The third morning in Manang heralded our departure on bikes for Yak-Kharka (4,150m), but Kent, a guest from Thailand, was not feeling too good, showing slight symptoms of altitude sickness. Wisely deciding to stay in Manang for another day, I took Kent to the small medical practice led by the Himalayan Rescue Association, which is run by foreign doctors during the high season of October until the end of November to treat hikers and locals with altitude sickness and other issues. The diagnosis didn’t take long, and hearing that he had only 60% oxygen content came as a blow to Kent. After three days of good acclimatising at this altitude, the figure should hover around at least 75-80%. Moreover, they diagnosed a slight pulmonary oedema, a case of fluid collecting in the lungs. As this marked the end of Kent’s trip, I organised a helicopter and he flew to hospital in Kathmandu with one of my fellow Nepalese guides.
Having first encountered the devastating cyclone, this was the second surprise that was sprung on me during this year’s tours.
As Stanley, my guest from Kuala Lumpur, still felt in great condition, we set off the next morning at sunrise to Yak-Kharka (4,150m) with the intention of riding to Thorong Pedi (4,550m) the following day. The normal scene is as follows: this would be the place from which we’d depart at 3am, carrying the bike on foot up to Thorong-High-Camp (4,950m), we’d then enjoy a tea break before riding for around eight hours up to the highest point of the tour, and riding over the Thorong La pass at 5,416m. Yet this occasion was different; once we started climbing from Thorong Pedi to High Camp we couldn’t fail to notice that the pass was knee-deep in snow from Cyclone Hudhud. This then demanded eight hours of lugging the bike on our shoulders, with just a few rideable sections on the snow. But we still had fun! Hours later, we finally reached Muktinath (3,800m) in the former Kingdom of Mustang, and from here there was about 40% of the snowy descent that was great to ride in. Entering that night’s lodge, we were overjoyed and after a warm shower, the grins were permanently fixed on our faces.
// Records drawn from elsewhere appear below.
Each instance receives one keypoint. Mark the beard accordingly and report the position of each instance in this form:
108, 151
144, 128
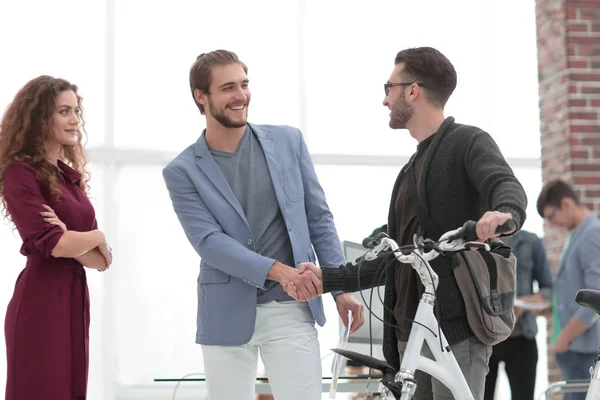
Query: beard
402, 112
223, 119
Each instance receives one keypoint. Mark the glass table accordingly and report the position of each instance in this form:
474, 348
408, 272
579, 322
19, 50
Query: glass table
346, 384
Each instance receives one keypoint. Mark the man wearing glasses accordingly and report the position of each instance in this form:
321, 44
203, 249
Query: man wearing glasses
575, 329
457, 174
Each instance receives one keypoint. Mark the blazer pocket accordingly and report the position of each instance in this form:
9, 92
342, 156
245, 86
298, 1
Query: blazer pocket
292, 183
213, 275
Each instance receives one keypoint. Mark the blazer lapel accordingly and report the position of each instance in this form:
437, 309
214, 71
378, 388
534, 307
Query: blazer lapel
268, 146
208, 165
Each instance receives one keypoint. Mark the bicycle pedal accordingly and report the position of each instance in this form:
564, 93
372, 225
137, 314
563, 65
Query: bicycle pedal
395, 388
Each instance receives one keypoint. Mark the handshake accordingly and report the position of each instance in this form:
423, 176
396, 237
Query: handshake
305, 283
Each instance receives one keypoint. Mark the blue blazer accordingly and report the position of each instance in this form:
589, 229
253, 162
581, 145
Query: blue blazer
230, 269
580, 269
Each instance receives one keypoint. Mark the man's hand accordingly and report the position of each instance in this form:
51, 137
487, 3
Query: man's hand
106, 252
562, 343
487, 224
345, 302
307, 285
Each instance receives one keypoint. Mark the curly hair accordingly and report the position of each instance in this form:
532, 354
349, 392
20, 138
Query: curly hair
26, 127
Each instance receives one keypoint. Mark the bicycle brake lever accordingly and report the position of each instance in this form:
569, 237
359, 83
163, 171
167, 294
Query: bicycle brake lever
477, 245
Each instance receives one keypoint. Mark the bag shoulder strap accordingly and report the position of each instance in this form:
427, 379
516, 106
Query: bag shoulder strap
425, 221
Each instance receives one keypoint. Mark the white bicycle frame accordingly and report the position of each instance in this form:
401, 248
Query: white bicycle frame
445, 368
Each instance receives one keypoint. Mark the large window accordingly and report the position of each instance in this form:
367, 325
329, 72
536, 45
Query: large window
312, 64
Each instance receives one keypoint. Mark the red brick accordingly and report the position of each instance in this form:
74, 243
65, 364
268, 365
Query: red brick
583, 115
587, 180
592, 194
580, 154
585, 129
586, 167
579, 64
577, 26
591, 77
583, 39
586, 89
577, 103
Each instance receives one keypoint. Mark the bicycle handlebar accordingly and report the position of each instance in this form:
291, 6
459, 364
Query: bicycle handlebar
467, 232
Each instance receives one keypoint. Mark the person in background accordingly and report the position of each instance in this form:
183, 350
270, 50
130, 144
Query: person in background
519, 352
249, 201
575, 329
44, 192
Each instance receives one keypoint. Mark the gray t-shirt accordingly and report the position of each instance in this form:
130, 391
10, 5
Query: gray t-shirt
247, 173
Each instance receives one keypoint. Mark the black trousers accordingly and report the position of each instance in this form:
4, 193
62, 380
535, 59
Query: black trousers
520, 356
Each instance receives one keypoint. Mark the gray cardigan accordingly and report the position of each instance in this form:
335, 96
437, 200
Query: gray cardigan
463, 175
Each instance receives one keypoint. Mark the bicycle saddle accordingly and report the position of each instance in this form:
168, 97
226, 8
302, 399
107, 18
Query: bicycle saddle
371, 362
589, 298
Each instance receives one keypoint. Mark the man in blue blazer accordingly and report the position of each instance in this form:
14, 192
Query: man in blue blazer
575, 329
250, 203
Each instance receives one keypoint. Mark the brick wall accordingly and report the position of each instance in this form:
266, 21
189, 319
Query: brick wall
568, 35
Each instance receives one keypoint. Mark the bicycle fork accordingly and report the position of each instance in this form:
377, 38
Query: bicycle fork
594, 388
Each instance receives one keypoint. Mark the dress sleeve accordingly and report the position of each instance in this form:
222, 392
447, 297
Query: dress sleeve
24, 199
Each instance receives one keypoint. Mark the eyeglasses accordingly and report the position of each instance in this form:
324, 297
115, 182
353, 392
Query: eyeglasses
387, 86
550, 216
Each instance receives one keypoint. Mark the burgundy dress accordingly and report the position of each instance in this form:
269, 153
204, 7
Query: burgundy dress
48, 317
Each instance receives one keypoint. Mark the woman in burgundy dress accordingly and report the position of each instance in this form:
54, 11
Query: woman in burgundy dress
43, 190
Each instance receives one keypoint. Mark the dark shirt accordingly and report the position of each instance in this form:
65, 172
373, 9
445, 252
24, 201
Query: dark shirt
408, 285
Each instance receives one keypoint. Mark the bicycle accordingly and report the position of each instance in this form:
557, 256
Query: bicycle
591, 299
402, 384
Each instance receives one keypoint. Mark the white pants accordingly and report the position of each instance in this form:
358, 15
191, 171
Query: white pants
286, 337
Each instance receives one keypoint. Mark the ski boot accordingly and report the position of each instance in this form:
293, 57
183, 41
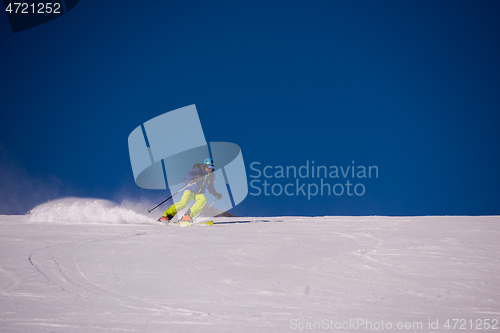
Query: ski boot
186, 218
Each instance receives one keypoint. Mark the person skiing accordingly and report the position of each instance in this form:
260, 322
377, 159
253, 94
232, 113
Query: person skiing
203, 179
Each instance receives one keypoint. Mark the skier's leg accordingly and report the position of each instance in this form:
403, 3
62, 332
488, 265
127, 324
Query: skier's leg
187, 196
201, 200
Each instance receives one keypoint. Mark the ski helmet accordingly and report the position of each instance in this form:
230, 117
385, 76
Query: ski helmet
209, 163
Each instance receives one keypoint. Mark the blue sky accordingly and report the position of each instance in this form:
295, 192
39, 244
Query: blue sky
409, 86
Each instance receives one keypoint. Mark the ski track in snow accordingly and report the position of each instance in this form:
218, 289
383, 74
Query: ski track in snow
246, 274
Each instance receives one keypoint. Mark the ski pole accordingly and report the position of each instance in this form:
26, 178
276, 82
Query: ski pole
161, 203
204, 209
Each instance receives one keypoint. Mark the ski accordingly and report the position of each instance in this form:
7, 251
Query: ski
187, 224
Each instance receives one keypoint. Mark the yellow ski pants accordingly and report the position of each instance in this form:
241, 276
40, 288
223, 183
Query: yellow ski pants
200, 201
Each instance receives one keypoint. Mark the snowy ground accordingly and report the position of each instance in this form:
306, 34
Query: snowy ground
103, 274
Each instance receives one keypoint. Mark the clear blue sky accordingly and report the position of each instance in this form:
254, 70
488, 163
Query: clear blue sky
412, 87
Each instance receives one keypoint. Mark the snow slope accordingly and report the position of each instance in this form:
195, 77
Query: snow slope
100, 273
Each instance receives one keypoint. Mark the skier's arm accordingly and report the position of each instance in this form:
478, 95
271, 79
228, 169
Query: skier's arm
211, 188
192, 174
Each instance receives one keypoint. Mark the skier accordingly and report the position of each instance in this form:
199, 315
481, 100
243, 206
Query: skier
203, 179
The following day brought with it an amazing descent on the circuit’s best trails. After a small climb to 4,000m, we enjoyed the long descent through the Lupra valley with its sandstone formations to Jomsom (2,700m). During the ride we had to keep stopping in awe at the sight of the 8,000m Dhaulaghiri massif and other ice giants in the mystical, almost steppe-like Mustang Valley. Having already completed this route as a hiker the previous year, my guest had requested a mountain flight from Jomson (2,700m) to Pkhara (860m) with a small propeller plane. This saved us a day of riding on a super dusty double track trail, with constant jeeps and buses passing by. Once in Pokhara we heard that our friend Kent was already back in Bangkok after two days in hospital. And this is how yet another adventurous bike tour on the Annapurna Circuit came to its conclusion.
After recharging in Pokhara for a few days, I began my final tour with four guests from Germany – one that fortunately passed by without any major incidents. With two eventful and exciting months in Nepal now behind me, the autumn season was over and I could return to Bangkok.